The San Francisco Chronicle had an article February 16, 2012 titled “Interracial marriages a record 1 in 12, study says”. With data, census records, topics of identity, it was right up my alley.
It cited a study by the Pew Research Center a few years ago showing 8.4% of marriages are interracial compared to 3.2% in 1980. The West Coast leads the trend as usual, perhaps because of its greater racial diversity, with 20% of marriages being interracial. It didn’t specify if the bride or groom was already multiracial. In 2010, 15% of new marriages were interracial so the trend is rising.
This is not a new type of trend. When I look at my own family I see this melting pot. We no longer live in isolated towns, common in centuries past. My great-great grandparents were from Genoa. Their daughter married my great grandfather who was also Italian, but from a different region. Their son married my grandmother who was Irish not Italian, but was also European and Catholic. Their daughter, my mother, married my father who was not Catholic nor Irish-Italian, but was also white and Christian. My generation is, I would argue, statistically poised to marry across racial and religious lines.

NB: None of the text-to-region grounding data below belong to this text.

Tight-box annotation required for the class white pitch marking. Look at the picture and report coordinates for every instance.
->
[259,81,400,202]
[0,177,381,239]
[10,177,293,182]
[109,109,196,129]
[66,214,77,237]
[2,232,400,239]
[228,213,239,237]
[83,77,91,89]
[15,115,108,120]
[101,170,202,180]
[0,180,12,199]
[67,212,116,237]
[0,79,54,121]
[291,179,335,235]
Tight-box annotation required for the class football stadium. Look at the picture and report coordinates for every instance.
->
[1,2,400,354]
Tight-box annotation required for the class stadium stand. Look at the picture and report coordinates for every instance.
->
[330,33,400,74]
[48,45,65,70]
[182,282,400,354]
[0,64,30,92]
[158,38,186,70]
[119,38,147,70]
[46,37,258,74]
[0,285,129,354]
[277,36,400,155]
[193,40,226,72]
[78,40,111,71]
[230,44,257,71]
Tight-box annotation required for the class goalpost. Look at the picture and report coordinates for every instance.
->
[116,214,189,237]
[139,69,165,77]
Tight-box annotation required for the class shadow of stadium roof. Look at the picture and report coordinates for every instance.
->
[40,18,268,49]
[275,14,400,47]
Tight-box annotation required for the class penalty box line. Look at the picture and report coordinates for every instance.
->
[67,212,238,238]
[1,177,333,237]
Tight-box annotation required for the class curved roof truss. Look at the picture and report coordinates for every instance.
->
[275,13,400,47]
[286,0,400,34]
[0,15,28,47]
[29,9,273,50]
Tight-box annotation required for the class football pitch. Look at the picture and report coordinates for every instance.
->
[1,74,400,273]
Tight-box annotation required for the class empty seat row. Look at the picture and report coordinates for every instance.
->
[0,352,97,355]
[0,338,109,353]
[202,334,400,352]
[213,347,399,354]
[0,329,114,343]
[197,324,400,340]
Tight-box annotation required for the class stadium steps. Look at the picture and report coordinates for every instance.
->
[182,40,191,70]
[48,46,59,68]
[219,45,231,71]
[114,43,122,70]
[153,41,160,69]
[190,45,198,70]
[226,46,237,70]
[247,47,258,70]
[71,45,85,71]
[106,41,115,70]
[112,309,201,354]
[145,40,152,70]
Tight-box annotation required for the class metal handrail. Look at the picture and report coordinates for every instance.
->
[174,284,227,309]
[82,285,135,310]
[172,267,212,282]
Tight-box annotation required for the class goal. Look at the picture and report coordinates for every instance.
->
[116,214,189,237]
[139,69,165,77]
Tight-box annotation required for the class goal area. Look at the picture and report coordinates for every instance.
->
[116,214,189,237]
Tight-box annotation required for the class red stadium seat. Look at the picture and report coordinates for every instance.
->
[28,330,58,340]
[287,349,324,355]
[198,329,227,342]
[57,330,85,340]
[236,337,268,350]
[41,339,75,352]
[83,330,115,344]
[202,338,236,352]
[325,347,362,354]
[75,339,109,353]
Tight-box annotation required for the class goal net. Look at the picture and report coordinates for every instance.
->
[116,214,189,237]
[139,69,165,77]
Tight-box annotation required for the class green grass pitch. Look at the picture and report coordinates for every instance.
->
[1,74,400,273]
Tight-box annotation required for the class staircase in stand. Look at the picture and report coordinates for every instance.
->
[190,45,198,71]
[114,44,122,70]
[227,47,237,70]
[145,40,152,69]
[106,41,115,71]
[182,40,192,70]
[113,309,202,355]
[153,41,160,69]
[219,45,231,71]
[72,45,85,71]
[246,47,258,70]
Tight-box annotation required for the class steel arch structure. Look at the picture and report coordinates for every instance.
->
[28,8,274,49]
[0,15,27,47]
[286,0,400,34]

Of course people have married outside these lines already, but my point is there is a loosening of ethnic imperatives in America. Not to pretend we have been on a constant trajectory toward freedom and equality, but we have a few centuries now to see how coupling has played out long term. So to those who think this is a bad thing, your ancestors would likely be furious at whom you married, for not conforming to their concept of a suitable partner.
Interracial marriage was illegal in many states until 1967 with the civil rights case of Loving v. Virginia.
It is estimated that the majority of Americans by 2050 will not be pure white. (Of course the fear before was that the majority might not be pure Anglo, which came to pass decades ago.) So we better develop some agile perspective on multiculturalism soon. Ignorance of racial dominance and hatred can’t be ignored. I see the refusal to challenge racism as a precursor to political or other confrontations on a national scale given the changing demographics. Let me reiterate that we are not bound to a trajectory towards freedom and equality; it must be a conscious effort.
The same article above also mentioned that 63% of those surveyed said it “would be fine” for a family member to marry outside their race. Is race what might be used to maintain ones cultural values? Phenotype is only part of who we are.